Trois jours passent. Je continue d'écumer les entreprises, puisqu'il est évident qu'Yves ne me rappellera pas.
L'échéance donnée par son père pour déguerpir approche de plus en plus. Et d'autres créanciers de papa se sont pointés et nous ont dépouillé petit a petit. La télé, le réfrigérateur, les meubles, toutes nos possessions partent l'une après l'autre.
La veille de notre expulsion de l'appartement, je reçois un appel d'un numéro inconnu. L'appréhension me tord les tripes. Avec la quantité de mauvaises nouvelles qui nous tombent dessus, j'ai même peur de décrocher.

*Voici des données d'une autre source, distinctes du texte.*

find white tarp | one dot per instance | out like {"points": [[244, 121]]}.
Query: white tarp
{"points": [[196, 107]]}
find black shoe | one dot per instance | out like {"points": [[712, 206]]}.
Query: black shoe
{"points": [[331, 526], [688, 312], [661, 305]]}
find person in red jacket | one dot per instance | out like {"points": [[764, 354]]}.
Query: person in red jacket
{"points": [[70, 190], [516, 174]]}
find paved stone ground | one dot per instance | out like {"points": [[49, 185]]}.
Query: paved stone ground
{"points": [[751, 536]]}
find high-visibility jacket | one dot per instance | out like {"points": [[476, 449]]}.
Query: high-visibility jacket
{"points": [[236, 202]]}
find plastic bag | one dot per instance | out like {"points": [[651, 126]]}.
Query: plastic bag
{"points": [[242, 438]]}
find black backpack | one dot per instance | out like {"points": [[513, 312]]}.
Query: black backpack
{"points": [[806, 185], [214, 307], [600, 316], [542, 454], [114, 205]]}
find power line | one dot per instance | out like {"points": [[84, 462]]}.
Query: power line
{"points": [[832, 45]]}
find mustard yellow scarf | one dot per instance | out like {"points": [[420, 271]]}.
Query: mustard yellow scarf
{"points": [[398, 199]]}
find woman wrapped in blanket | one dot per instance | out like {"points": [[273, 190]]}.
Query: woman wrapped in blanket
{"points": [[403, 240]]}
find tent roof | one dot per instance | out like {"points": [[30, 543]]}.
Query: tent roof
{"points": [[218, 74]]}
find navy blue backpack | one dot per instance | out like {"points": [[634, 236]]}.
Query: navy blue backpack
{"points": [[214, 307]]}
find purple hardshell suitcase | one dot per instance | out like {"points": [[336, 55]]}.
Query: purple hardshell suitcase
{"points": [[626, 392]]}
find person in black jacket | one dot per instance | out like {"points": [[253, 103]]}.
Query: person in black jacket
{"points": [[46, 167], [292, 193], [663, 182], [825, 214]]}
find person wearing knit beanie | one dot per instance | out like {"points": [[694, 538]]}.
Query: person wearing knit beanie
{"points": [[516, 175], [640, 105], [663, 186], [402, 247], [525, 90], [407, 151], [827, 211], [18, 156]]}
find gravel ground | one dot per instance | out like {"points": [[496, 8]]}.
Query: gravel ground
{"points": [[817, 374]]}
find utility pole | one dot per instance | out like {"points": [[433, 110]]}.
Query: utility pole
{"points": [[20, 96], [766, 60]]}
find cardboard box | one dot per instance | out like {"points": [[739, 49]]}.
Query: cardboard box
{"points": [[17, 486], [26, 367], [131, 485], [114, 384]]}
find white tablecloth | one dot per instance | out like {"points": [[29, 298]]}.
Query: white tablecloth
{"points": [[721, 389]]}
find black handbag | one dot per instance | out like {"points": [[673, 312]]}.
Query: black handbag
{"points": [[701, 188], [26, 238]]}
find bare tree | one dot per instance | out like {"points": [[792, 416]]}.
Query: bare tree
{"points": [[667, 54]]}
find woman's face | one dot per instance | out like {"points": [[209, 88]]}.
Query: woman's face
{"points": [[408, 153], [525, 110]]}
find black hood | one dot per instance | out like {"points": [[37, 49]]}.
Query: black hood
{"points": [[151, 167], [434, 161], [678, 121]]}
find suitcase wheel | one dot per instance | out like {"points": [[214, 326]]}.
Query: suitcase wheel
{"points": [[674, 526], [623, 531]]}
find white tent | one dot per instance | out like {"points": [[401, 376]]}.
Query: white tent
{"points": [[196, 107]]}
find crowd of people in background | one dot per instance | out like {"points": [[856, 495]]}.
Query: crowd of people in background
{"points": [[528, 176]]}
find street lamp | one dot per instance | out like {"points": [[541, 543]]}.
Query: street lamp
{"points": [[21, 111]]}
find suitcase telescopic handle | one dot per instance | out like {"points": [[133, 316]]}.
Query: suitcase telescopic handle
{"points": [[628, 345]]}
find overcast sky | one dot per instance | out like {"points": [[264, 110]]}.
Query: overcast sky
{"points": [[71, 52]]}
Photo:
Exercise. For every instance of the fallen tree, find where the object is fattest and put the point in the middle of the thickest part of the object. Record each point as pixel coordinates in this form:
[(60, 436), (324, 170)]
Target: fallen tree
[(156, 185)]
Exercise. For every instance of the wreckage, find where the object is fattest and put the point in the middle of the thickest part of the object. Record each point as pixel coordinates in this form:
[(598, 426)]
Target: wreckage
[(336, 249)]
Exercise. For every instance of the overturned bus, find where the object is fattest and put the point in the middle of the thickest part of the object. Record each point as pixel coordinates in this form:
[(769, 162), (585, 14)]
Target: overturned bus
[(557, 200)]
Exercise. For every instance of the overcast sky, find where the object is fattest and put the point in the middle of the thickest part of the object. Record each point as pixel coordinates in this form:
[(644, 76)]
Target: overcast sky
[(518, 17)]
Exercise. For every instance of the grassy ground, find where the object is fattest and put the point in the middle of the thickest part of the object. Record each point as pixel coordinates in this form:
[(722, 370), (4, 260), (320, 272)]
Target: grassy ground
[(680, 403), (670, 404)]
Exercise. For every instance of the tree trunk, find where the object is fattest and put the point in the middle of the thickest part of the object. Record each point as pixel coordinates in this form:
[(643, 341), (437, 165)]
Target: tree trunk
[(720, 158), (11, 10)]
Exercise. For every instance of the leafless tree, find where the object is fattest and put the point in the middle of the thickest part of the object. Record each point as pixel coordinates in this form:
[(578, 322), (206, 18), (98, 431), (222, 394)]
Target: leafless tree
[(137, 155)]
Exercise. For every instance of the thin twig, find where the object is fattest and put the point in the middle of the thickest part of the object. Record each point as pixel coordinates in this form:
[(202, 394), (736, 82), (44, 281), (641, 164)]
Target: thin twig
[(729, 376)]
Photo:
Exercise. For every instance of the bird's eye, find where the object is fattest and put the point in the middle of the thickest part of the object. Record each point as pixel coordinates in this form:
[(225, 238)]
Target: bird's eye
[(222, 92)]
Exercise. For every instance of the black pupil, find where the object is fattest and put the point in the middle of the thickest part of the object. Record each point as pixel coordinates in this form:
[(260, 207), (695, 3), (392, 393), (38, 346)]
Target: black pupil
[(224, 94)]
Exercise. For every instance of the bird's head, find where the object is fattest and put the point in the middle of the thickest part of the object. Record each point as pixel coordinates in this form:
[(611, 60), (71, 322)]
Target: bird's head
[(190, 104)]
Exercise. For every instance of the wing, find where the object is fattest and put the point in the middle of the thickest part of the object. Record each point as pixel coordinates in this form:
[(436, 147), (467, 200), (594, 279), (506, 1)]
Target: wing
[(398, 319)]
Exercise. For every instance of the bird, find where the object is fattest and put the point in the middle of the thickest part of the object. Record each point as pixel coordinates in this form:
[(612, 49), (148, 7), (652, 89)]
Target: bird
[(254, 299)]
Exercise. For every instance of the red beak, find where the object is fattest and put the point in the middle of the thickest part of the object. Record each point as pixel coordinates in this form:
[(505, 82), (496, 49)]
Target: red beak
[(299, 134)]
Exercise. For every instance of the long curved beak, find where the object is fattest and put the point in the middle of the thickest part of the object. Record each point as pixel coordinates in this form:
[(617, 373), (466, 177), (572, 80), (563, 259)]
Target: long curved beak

C'est la voix d'Yves qui m'accueille. Mon coeur fait une embardée, vire a 360 degrés, et descend dans mon estomac. Platonique, il se contente de demander si c'est bien mademoiselle HOUSSOU. Lorsque je lui confirme mon identité, il me déclare tout de go :
''Après analyse, vous êtes apte pour le poste actuellement libre dans ma société. Vous commencerez ce lundi.''
Je suis choquée, je bredouille : '' Ce lundi, c'est-à-dire demain ?! ''
Il me répond sèchement.
- Mademoiselle, j'ai cru comprendre que vous aviez clairement besoin de cet emploi. Et en urgence. Maintenant, si cela ne vous convient pas, vous n'êtes pas obligée.

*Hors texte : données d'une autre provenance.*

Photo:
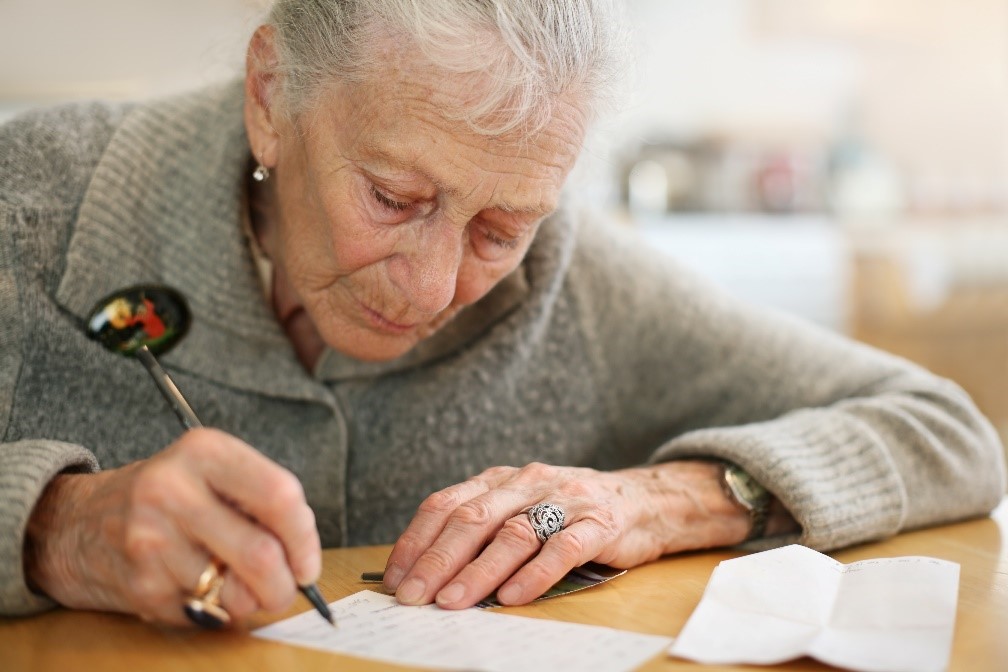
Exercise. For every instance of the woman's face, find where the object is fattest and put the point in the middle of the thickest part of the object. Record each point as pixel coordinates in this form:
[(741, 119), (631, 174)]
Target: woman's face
[(391, 218)]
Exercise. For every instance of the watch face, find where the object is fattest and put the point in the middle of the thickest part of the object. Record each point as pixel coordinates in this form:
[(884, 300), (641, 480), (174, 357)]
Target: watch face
[(745, 488)]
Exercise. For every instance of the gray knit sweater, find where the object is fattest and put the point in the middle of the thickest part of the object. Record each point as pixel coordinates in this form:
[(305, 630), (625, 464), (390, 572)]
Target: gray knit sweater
[(595, 353)]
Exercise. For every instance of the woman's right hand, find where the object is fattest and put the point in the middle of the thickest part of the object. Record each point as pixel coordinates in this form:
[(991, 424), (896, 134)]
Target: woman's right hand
[(135, 539)]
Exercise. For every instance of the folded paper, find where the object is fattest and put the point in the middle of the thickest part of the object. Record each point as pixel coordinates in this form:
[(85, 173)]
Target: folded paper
[(884, 615)]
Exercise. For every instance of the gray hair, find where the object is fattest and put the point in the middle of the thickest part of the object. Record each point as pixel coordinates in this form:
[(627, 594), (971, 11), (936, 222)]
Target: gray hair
[(528, 52)]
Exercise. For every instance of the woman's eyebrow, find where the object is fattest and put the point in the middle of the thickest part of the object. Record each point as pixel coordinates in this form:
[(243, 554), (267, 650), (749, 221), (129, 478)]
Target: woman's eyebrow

Mortifiée, j'accuse le coup et lui répond que je serai là.
Je suis encore en train de réfléchir a cet appel lorsque la sonnerie retentit dans la maison. J'entends mon frère aller ouvrir.
Quelques instants plus tard, il rentre dans ma chambre, le visage fermé. Je comprends tout de suite. Encore quelqu'un qui vient réclamer son dû.
Cette fois-ci, ce sont nos plus beaux draps, et la plupart de nos vêtements qui y passent.
Y'a t'il quelque chose dans cette maison que mon père n'aie pas joué ?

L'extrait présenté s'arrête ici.